Beefy Boxes and Bandwidth Generously Provided by pair Networks
Come for the quick hacks, stay for the epiphanies.

Performance Trap - Opening/Closing Files Inside a Loop

by Limbic~Region (Chancellor)
on Dec 09, 2004 at 23:57 UTC ( [id://413719] : perlquestion . print w/replies, xml ) Need Help??

Limbic~Region has asked for the wisdom of the Perl Monks concerning the following question:

There is a long story behind this that involves a Java programmer asking for some help with Perl. I won't get into the particulars other than to say the question asked was:

What's the easiest way to loop through a comma delimited file and append the line minus 1 column into a new file that is the same name as the excluded column?

The file in question was about 20 lines long. I gave my disclaimer about normally using a module to handle CSV, but the following code should work:

#!/usr/bin/perl use strict; use warnings; while ( <DATA> ) { my @field = split /,/; my $file = splice @field, 2, 1; open (OUTPUT, '>>', $file) or die $!; print OUTPUT join ',', @field; } __DATA__ 1,2,foo,3 4,5,bar,6 7,8,foo,9
I asked the Java programmer the next day how it worked and I was informed that it was too slow and that a Java program was being written instead. Scratching my head, I asked if the same file I was shown before was the one actually being used. It wasn't - multiple files millions of lines long each. Opening and closing file(s) that many times is bound to be slow. I offered the following modification* of the code provided the column being excluded was fairly repetetive in the file:
#!/usr/bin/perl use strict; use warnings; my %fh; while ( <DATA> ) { my @field = split /,/; my $file = splice @field, 2, 1; if ( ! $fh{$file} ) { open ($fh{$file}, '>>', $file) or die $!; } print { $fh{$file} } join ',', @field; } __DATA__ 1,2,foo,3 4,5,bar,6 7,8,foo,9
I explained that the reason for the disclaimer was that that the hash only bought performance if a file had more than 1 line getting appended to it. Additionally, if there are too many unique files, memory and/or open file descriptors may cause a problem. I was then told that the Java code was nearly done but thanks anyway. *shrug* - exit stage right.

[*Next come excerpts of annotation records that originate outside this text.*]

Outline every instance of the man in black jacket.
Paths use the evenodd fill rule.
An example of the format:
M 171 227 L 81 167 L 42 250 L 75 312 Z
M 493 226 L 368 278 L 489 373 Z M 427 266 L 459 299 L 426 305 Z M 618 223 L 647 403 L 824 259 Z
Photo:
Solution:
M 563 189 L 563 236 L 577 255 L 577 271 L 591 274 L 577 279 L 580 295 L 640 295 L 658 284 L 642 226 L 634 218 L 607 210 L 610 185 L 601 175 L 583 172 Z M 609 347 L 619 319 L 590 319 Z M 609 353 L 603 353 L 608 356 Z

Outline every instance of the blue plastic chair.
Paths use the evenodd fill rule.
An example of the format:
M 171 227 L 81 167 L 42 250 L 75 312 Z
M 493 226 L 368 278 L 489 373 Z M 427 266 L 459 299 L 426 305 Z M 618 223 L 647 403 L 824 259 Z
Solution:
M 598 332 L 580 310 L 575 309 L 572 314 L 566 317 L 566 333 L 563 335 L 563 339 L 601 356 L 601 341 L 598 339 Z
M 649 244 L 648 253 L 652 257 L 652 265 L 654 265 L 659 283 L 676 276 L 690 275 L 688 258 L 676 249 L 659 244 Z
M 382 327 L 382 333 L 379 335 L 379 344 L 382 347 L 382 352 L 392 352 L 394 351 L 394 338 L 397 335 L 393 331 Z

I think I am missing how Java is going to be that much faster. I assume Java is still going to open and close the file each time through the loop unless there is a similar trick. Given that I don't really know Java I could be out in left field here.

Leaving Java aside, is there more run-time efficient way than my second suggestion in Perl? I haven't given it a lot of thought because the Java developer is just being silly. It is a run one and done script so it would already be finished if the first version (wrapped in a tiny shell script) had been allowed to run. On the other hand, this is the sort of thing that I like to be aware of in the future. (Prior Planning Prevents Poor Performance)**

Cheers - L~R

* The actual code used ARGV
** I learned this in the military, but there were a couple extra explicitive Ps

Replies are listed 'Best First'.
Re: Performance Trap - Opening/Closing Files Inside a Loop
by tachyon (Chancellor) on Dec 10, 2004 at 04:44 UTC

    If you have the memory something this will probably be faster. You can save on the if/else for every line as well as only doing the minimum in the loop (like not splicing and joining when we don't really need to). Even a saving of a few microseconds X millions of lines is substantial. Multiple calls to print are significantly slower than a single call as the OS can buffer/write more efficiently.

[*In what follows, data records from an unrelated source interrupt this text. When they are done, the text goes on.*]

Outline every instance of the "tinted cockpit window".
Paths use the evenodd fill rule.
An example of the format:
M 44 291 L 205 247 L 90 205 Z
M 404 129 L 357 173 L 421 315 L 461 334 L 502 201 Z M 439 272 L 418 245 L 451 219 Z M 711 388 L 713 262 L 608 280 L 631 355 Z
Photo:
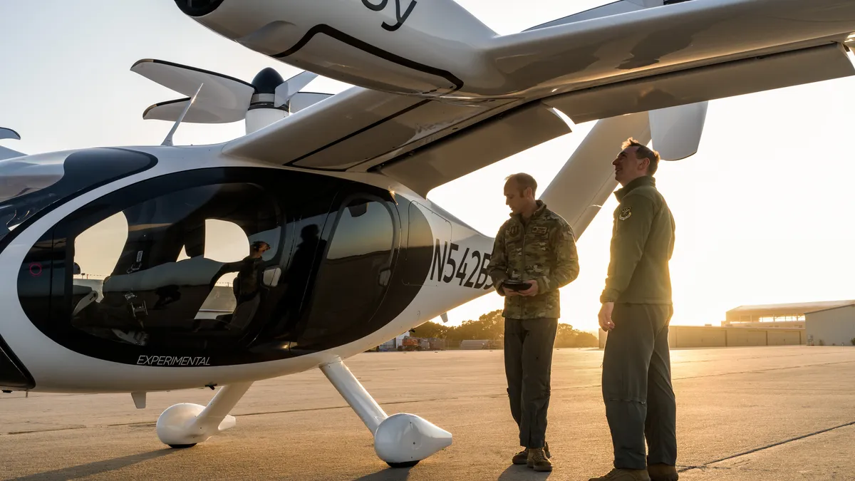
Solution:
M 0 240 L 58 200 L 154 164 L 147 154 L 112 148 L 0 161 Z

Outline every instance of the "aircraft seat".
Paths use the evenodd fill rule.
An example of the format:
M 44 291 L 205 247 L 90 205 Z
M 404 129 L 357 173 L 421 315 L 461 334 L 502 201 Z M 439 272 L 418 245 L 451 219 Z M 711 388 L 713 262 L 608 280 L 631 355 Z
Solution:
M 163 286 L 205 286 L 210 284 L 223 263 L 198 256 L 150 269 L 110 276 L 103 292 L 151 291 Z

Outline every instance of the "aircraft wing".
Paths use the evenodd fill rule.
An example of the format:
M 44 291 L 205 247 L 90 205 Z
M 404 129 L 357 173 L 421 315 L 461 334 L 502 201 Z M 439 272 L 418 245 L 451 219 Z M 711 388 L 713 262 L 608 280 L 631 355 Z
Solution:
M 652 112 L 654 148 L 677 159 L 697 149 L 710 100 L 855 74 L 844 46 L 855 32 L 852 0 L 623 0 L 502 36 L 451 0 L 418 7 L 412 27 L 395 35 L 362 28 L 366 12 L 339 22 L 328 16 L 332 2 L 276 7 L 299 27 L 280 32 L 299 38 L 281 53 L 270 53 L 283 40 L 263 28 L 245 45 L 362 86 L 229 142 L 226 153 L 380 171 L 424 193 L 568 133 L 550 108 L 575 123 Z M 247 26 L 275 16 L 268 13 L 234 3 L 198 20 L 232 38 L 218 22 L 239 18 L 233 27 L 248 35 L 255 27 Z M 470 27 L 457 43 L 434 34 L 449 19 Z M 331 25 L 321 28 L 321 20 Z
M 498 110 L 503 113 L 471 126 Z M 426 194 L 569 132 L 567 122 L 540 102 L 473 106 L 352 87 L 232 140 L 223 151 L 306 169 L 379 170 Z M 450 135 L 442 148 L 432 144 L 440 135 Z M 405 161 L 385 165 L 404 152 Z
M 15 139 L 15 140 L 21 140 L 21 135 L 17 132 L 12 130 L 11 128 L 6 128 L 5 127 L 0 127 L 0 140 L 3 139 Z M 18 151 L 13 151 L 12 149 L 7 149 L 6 147 L 0 146 L 0 160 L 5 160 L 7 158 L 14 158 L 16 157 L 21 157 L 27 155 Z
M 13 151 L 12 149 L 7 149 L 3 145 L 0 145 L 0 160 L 6 160 L 7 158 L 15 158 L 16 157 L 22 157 L 27 154 L 19 152 L 18 151 Z

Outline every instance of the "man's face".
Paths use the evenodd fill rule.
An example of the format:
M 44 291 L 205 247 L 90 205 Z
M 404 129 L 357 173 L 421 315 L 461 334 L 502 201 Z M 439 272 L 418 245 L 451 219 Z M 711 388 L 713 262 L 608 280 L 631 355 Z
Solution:
M 615 180 L 622 186 L 646 175 L 648 161 L 646 158 L 636 158 L 636 150 L 638 147 L 634 145 L 623 149 L 611 163 L 615 166 Z
M 520 187 L 514 180 L 508 181 L 504 184 L 504 203 L 510 207 L 511 212 L 518 214 L 522 211 L 526 205 L 526 193 L 528 192 L 530 189 L 520 192 Z

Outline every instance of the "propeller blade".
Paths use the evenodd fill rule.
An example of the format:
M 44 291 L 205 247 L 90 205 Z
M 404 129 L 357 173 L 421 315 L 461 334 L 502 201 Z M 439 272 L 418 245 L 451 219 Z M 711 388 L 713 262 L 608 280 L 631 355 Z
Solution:
M 314 105 L 321 100 L 326 100 L 333 97 L 332 93 L 318 93 L 315 92 L 298 92 L 291 98 L 288 104 L 288 111 L 292 114 Z
M 284 105 L 291 100 L 297 92 L 300 92 L 303 88 L 305 88 L 310 82 L 316 79 L 317 74 L 314 72 L 305 71 L 301 72 L 293 77 L 285 80 L 276 87 L 275 96 L 274 97 L 274 107 L 280 107 Z
M 143 112 L 145 120 L 175 122 L 190 102 L 190 98 L 176 98 L 155 104 Z M 203 104 L 196 100 L 187 110 L 184 121 L 189 123 L 231 123 L 244 120 L 246 109 L 227 109 L 215 104 Z
M 256 92 L 251 84 L 239 79 L 163 60 L 140 60 L 131 67 L 131 71 L 188 98 L 204 84 L 205 88 L 193 104 L 194 110 L 245 112 Z

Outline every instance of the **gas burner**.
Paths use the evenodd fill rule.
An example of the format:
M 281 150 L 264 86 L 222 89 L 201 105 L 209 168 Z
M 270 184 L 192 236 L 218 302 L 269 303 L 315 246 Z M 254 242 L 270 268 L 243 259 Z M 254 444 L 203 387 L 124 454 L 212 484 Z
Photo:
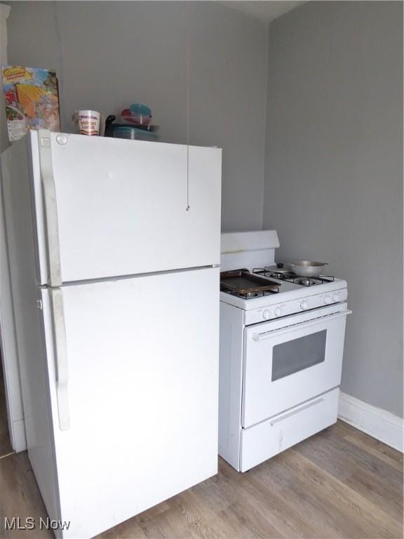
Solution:
M 314 284 L 319 284 L 318 281 L 315 281 L 309 277 L 297 277 L 293 280 L 296 284 L 301 284 L 302 286 L 312 286 Z
M 220 273 L 221 291 L 244 300 L 276 293 L 279 286 L 280 283 L 259 277 L 245 268 Z
M 272 279 L 279 279 L 281 280 L 295 277 L 295 274 L 291 272 L 270 272 L 267 275 L 269 277 L 272 277 Z
M 318 275 L 316 277 L 301 277 L 295 273 L 283 268 L 279 268 L 279 265 L 275 266 L 267 266 L 266 267 L 255 267 L 252 273 L 256 275 L 262 275 L 264 277 L 278 279 L 279 281 L 285 281 L 294 284 L 299 284 L 302 286 L 314 286 L 324 283 L 332 283 L 334 277 L 328 275 Z
M 246 300 L 250 300 L 251 298 L 258 298 L 260 294 L 257 292 L 246 292 L 244 296 Z

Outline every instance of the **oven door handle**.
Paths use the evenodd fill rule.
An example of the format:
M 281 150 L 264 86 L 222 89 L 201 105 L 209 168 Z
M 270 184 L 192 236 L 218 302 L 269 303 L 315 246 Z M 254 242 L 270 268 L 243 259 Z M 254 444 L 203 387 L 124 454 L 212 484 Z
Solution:
M 319 317 L 312 320 L 309 320 L 307 322 L 299 322 L 295 324 L 292 326 L 288 326 L 287 328 L 282 328 L 281 329 L 273 329 L 271 331 L 266 331 L 264 333 L 253 333 L 252 339 L 254 340 L 260 341 L 264 339 L 272 338 L 272 337 L 277 337 L 279 335 L 284 335 L 285 333 L 289 333 L 291 331 L 295 331 L 296 329 L 301 329 L 302 328 L 311 328 L 312 326 L 316 326 L 321 322 L 328 320 L 335 320 L 337 318 L 342 318 L 347 314 L 350 314 L 352 311 L 349 309 L 344 309 L 343 311 L 337 312 L 335 314 L 326 314 L 325 317 Z

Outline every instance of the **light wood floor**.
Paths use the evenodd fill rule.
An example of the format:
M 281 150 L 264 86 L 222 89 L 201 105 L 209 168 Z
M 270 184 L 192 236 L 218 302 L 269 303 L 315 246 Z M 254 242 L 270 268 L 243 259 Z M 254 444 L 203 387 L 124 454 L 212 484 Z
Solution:
M 0 459 L 0 486 L 1 539 L 51 537 L 4 529 L 5 516 L 46 516 L 26 453 Z M 97 539 L 402 537 L 403 455 L 338 422 L 246 474 L 220 460 L 218 475 Z

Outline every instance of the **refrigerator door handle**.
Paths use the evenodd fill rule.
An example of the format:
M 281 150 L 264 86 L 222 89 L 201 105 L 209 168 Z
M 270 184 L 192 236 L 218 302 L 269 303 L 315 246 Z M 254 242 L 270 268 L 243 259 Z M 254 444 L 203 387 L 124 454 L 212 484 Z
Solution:
M 56 189 L 53 179 L 50 131 L 38 130 L 39 143 L 39 164 L 41 183 L 45 212 L 46 251 L 48 255 L 48 284 L 50 286 L 62 286 L 62 267 L 59 246 L 59 225 Z
M 50 302 L 53 317 L 53 341 L 56 364 L 56 398 L 60 430 L 67 430 L 70 426 L 69 414 L 67 350 L 66 328 L 63 308 L 63 293 L 61 288 L 50 288 Z

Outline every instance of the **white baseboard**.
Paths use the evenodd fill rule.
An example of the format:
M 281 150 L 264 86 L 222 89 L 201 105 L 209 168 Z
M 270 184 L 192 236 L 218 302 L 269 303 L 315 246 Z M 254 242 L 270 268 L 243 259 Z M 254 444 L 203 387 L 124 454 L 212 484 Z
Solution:
M 338 418 L 377 440 L 403 452 L 404 421 L 398 415 L 340 392 Z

    #!/usr/bin/perl my ($field,%fh); while ( <DATA> ) { @field = split /,/; $fh{$field[2]} .= "$field[0],$field[1],$field[3]"; } for my $file( keys %fh ) { open F, ">$file" or die $!; print F $fh{$file}; close F; }



      tachyon, your code is likely to be faster not so much because it shaves away Perl cycles but because it will greatly reduce disk seeks, which are probably dominating L~R's run time. (See my other post in this thread for more on this.)

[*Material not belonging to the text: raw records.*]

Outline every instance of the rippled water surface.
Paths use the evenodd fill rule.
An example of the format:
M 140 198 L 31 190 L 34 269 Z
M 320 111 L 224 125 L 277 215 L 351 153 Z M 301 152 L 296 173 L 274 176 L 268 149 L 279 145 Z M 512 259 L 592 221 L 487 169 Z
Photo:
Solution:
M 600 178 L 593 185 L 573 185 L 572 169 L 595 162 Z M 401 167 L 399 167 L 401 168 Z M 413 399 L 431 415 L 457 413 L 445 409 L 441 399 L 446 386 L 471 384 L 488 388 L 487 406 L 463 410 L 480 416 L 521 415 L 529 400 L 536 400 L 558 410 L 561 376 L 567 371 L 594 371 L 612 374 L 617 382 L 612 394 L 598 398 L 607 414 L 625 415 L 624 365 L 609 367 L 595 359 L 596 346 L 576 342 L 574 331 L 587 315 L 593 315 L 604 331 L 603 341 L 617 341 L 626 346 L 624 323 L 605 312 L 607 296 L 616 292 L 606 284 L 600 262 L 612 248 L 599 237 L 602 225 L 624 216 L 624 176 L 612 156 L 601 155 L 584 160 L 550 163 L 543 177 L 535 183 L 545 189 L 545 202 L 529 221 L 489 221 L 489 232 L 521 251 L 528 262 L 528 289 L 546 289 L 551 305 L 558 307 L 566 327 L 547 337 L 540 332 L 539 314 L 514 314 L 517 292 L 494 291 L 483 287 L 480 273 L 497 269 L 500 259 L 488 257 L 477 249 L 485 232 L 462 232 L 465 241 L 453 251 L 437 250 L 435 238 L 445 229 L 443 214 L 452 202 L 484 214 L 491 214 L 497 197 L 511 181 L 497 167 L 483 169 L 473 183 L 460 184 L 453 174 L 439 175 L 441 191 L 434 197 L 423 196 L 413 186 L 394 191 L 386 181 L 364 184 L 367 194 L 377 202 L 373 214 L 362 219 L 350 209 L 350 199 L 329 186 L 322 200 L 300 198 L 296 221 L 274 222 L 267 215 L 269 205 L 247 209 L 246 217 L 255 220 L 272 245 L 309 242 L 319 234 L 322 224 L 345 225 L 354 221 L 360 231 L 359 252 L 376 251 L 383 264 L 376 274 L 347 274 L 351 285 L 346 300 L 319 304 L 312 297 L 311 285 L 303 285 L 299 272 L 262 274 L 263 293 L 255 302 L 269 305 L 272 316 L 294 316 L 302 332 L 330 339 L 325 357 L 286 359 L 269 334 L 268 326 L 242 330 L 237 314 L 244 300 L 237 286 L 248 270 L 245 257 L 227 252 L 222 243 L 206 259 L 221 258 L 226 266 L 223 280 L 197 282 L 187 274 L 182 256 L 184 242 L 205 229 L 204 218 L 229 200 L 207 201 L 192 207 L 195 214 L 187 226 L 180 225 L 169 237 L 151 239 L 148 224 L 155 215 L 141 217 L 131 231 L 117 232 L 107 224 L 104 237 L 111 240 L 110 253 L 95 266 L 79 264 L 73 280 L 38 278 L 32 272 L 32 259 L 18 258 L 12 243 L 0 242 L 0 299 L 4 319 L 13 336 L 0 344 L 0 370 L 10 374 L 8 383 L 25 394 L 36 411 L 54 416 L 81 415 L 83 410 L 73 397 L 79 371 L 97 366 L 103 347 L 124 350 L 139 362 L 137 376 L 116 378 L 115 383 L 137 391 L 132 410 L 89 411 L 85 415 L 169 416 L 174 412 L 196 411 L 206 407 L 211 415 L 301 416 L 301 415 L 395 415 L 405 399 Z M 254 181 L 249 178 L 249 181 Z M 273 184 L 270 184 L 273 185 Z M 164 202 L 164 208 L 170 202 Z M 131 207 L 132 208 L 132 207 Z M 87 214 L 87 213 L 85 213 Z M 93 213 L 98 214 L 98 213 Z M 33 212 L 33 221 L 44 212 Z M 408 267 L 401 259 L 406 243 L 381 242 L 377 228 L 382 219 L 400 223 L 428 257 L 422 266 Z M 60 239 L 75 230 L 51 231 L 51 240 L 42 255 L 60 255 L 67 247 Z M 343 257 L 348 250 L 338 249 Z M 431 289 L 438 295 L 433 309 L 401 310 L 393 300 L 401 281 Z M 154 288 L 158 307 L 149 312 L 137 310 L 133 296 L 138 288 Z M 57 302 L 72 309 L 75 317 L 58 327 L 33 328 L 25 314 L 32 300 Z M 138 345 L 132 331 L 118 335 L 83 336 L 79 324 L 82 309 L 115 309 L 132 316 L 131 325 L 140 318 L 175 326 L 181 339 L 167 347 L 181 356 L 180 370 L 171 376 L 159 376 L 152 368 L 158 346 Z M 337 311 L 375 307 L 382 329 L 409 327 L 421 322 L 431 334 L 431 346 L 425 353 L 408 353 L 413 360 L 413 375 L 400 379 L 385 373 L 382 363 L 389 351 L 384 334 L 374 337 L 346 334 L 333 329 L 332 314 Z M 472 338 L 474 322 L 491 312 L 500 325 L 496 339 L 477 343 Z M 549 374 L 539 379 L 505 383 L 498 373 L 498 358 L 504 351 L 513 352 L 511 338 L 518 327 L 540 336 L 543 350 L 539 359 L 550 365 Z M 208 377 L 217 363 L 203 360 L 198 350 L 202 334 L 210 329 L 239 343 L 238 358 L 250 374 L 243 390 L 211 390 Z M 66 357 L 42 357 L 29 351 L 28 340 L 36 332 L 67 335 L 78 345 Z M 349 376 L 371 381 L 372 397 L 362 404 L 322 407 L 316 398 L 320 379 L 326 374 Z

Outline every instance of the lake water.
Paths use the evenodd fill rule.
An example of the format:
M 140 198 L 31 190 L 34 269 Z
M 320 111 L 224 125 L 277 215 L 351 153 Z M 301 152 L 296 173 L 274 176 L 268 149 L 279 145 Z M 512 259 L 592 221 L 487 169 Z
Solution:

      L~R: Assuming that you have the RAM, can you compare tachyon's code's run time to the other implementations? My guess is that tachyon's code will fare well. (If you don't have the RAM, just tweak the code so that it will process, say, 100_000 or so lines per pass and clear out %fh between passes. Also, you'll need to open files in append mode.)


        I agree reducing the number of seeks you need is vital. Given an average 3 msec seek time you can only have 333 seeks per second. This is of course glacial. Ignoring buffering the original code effectively needed 2 seeks (or more) per line, the improved version required at least 1 seek. In the example I presented the number of seeks required is a function of the number of files we need to create, not the number of lines in the input file. This will be a significant improvement provided that the number of unique files is less than the number of input lines.



        I had thought about this myself after posting. The reason I didn't give it a lot of initial thought is because the Java developer made it clear that I was not welcome in the sandbox. My guess is that some sort of limited buffer would be best since that's still a whole lot of lines to be keeping all in memory.

        Cheers - L~R

      for my $file (keys %fh) will (or should) be slower then while (my ($file, $data) = each %fh)

        Doesn't placing a variable declaration in the conditional statement for a conditional loop occasionally lead to strange errors?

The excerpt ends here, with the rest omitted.